WIN is collaborative effort between the Bureaus of Maternal and Child Health and Health Resources Development (part of the Health Resources and Services Administration). Its goals and objectives are to:
- facilitate early identification of HIV through models of care that enhance outreach, HIV counselling and voluntary testing services for women of childbearing age (especially during pregnancy)
- facilitate access to and utilization of a comprehensive care system that includes ZDV prophylaxis to reduce perinatal transmission
- promote communitybased consumer education
- train providers, based on their assessed needs, in those communities where women (especially pregnant women and women at risk for or infected by HIV) seek care
- evaluate the efficacy of strategies and models for potential replication.
It was in this context that WIN undertook the creation of a multi-site, multi-agency network. First, exploratory research was carried out to identify essential components for expanding HIV counselling and testing so that the "consumers" -pregnant women living with HIV - can be identified at an early stage and be provided with ZDV prophylaxis. To elicit opinions, the process included focus groups with consumers (e.g., a group of 15 HIV-positive women), four key informant meetings (with care providers, consumers, policy-makers, ethicists and government representatives) and telephone surveys (with sites implementing ZDV prophylaxis). These studies showed that significantly more su pport services would be needed to ensure that women who learn of their HIV status during pregnancy would have access to and could stay in comprehensive care.
Based on the data collected, agencies were invited to present proposals on developing models of care that focused on one or more of the following elements:
- outreach to women of childbearing age
- expanded HIV counselling and testing for pregnant women
- long-term care for pregnant women living with HIV
- protocols for offering ZDV prophylaxis
- consumer involvement in individual decision-making and programme development
- care provider education.
(Illustration: brochure cover)
This brochure was prepared by the US Department of Health and Human Services to inform women about their choices regarding zidovudine (AZT) use during pregnancy
A competitive grants procedure was used to ultimately select projects at ten sites across the country. The selected projects include three from governmental agencies, three run by resource centres and others focusing on statewide or local care, notably paediatric and family AIDS programmes. Each project was asked to carry out a site needs assessment; these showed what sites were already doing to expand provider capacity (e.g., training providers), how consumers were involved in programme development and as staff, and what each site felt they needed to carry out WIN goals. Based on the assessments, two trainings were developed; one focused on the basics of HIV counselling, testing and ZDV prophylaxis while the other was a trainthetrainers session for consumers and providers.
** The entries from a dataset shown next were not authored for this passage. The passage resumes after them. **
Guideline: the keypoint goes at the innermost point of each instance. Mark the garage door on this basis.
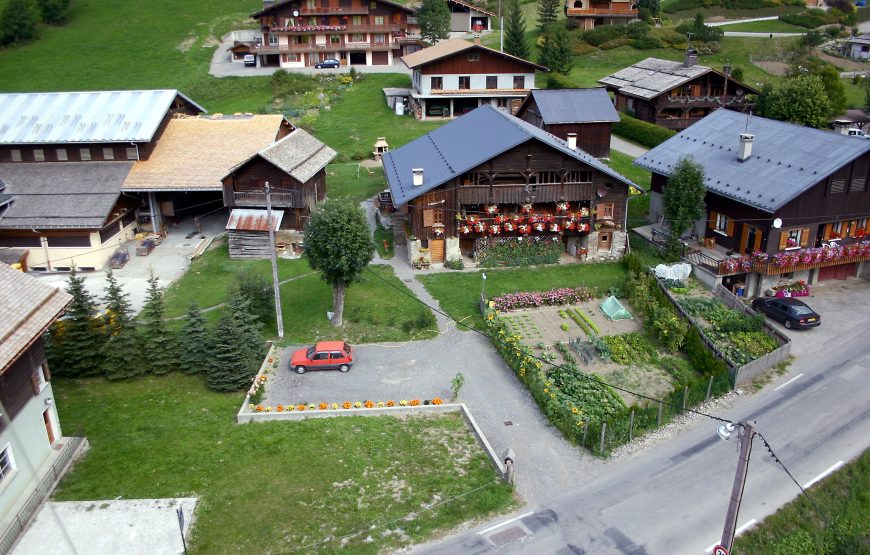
(842, 271)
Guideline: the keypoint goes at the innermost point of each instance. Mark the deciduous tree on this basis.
(338, 244)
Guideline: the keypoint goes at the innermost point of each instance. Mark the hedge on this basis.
(641, 132)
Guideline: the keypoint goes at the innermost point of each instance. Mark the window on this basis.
(7, 463)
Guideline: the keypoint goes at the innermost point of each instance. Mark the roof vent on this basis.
(745, 150)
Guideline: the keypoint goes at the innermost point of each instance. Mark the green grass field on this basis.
(277, 487)
(844, 499)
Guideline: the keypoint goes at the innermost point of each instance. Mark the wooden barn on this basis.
(248, 232)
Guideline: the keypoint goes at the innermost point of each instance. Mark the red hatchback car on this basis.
(326, 355)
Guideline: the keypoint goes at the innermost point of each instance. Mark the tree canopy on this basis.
(338, 244)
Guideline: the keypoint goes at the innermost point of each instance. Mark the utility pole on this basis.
(746, 435)
(275, 285)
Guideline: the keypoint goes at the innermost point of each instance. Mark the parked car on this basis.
(326, 355)
(788, 310)
(328, 63)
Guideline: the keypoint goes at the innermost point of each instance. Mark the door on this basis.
(436, 249)
(604, 239)
(46, 416)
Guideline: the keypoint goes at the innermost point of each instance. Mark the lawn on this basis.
(275, 487)
(458, 293)
(374, 310)
(844, 499)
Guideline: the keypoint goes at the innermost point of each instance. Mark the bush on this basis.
(641, 132)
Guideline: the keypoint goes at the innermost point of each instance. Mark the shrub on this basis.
(641, 132)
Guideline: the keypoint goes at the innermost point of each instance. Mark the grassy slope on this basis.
(269, 487)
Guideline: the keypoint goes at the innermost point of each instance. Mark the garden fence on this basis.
(42, 490)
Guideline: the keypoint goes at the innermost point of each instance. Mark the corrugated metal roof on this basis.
(786, 160)
(574, 105)
(464, 143)
(84, 117)
(246, 219)
(653, 76)
(61, 194)
(27, 307)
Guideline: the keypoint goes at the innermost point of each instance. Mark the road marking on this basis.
(834, 467)
(780, 386)
(737, 532)
(514, 519)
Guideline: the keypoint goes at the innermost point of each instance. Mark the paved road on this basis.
(672, 498)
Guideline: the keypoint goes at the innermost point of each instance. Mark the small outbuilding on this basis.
(248, 232)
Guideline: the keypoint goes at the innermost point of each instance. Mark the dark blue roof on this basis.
(786, 160)
(465, 143)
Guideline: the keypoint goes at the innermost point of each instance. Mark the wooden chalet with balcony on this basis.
(784, 202)
(589, 14)
(675, 95)
(301, 33)
(489, 176)
(456, 76)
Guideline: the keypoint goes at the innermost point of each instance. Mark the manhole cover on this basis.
(505, 537)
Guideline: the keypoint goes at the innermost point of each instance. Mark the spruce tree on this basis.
(556, 51)
(158, 341)
(121, 340)
(515, 42)
(194, 344)
(75, 342)
(547, 12)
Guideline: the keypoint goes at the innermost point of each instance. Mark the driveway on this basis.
(839, 302)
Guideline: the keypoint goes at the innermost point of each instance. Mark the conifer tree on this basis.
(121, 338)
(194, 344)
(158, 341)
(515, 42)
(75, 342)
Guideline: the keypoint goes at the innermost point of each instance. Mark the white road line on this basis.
(780, 386)
(834, 467)
(737, 532)
(491, 528)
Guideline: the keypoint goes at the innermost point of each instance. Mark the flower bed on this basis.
(534, 299)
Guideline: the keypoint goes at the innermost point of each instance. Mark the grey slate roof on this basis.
(653, 76)
(786, 160)
(574, 105)
(84, 117)
(61, 194)
(464, 143)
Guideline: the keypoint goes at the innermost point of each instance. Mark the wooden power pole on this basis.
(276, 286)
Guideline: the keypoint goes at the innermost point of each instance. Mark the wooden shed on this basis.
(248, 232)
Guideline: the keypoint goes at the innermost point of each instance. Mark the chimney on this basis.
(572, 141)
(745, 151)
(691, 57)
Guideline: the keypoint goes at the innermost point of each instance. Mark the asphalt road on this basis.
(672, 498)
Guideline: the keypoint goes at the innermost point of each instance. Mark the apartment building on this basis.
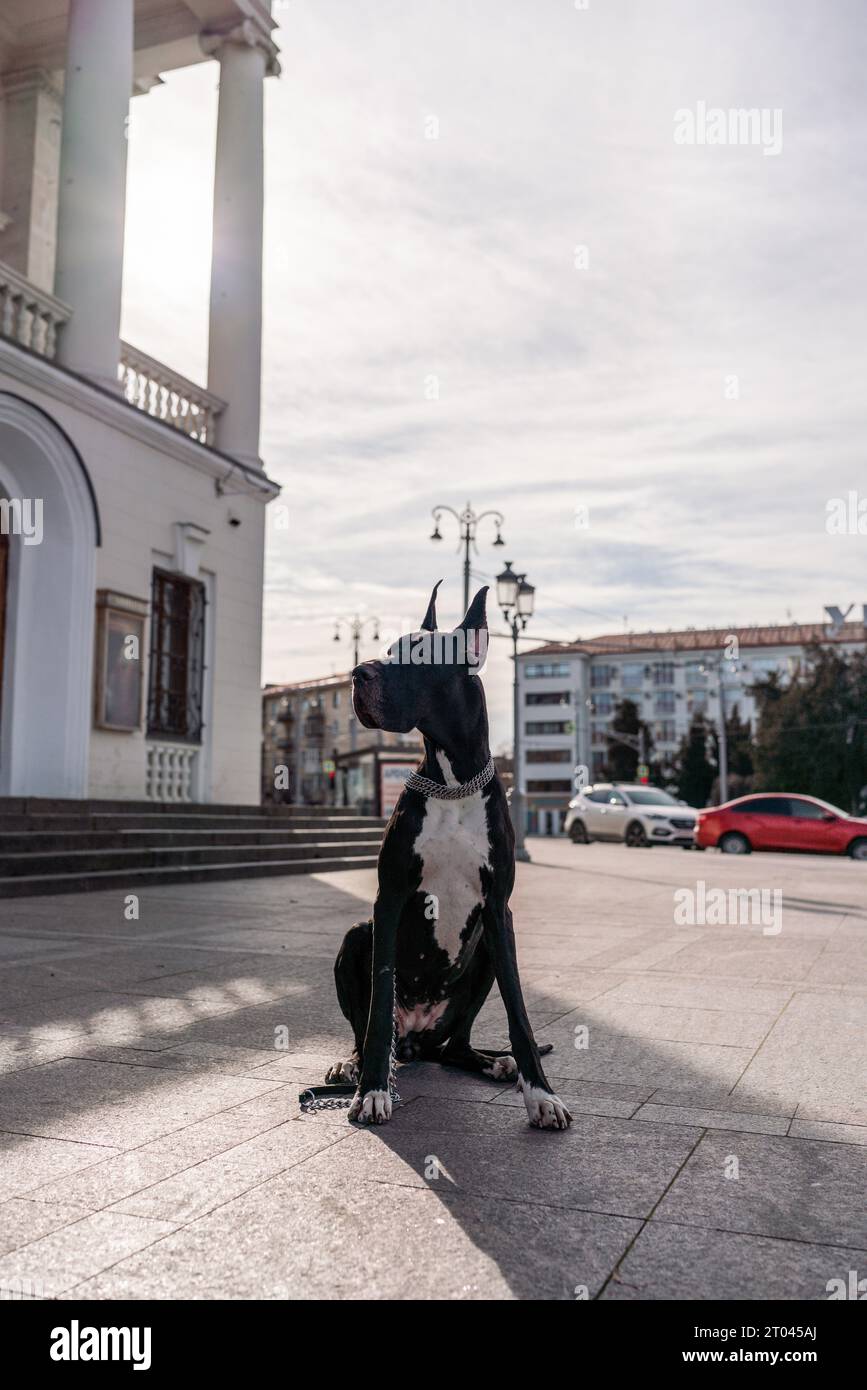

The projects were organized into a network in June 1995 for sharing strategies, overcoming barriers, exchanging educational and other materials and to circulate new clinical information and policies. The WIN Steering Committee has 29 voting members, including a project director and consumer from each of the 10 sites as well as representatives of other involved agencies. The Steering Committee communicates through conference calls and meets facetoface every six months.
Several sub-committees work on issues such as enhancing consumer involvement, counselling and testing, development of a multi-site evaluation system, and clinical managment. All minutes from each committee meeting are circulated to all Steering Committee members.
A major success of the Initiative has been the exchange of information, reducing the amount of "re-inventing the wheel" since many sites have already dealt with issues another site is about to face (e.g., mandatory testing which is decided on a state basis in the USA).
Consumer involvement has been another important achievement. At each site, consumers are either paid, volunteer staff or both. They might work as a member of the multi-disciplinary team providing counselling to clients or as staff in the waiting rooms to help new clients negotiate the system, stay in care and cope with their disease. The consumers also do outreach into the community and public speaking. Here, too, the network has proved useful, enabling projects to share information on how they deal with problems specific to consumer staff (e.g., turnover, illness, overburdening, confidentiality and salary).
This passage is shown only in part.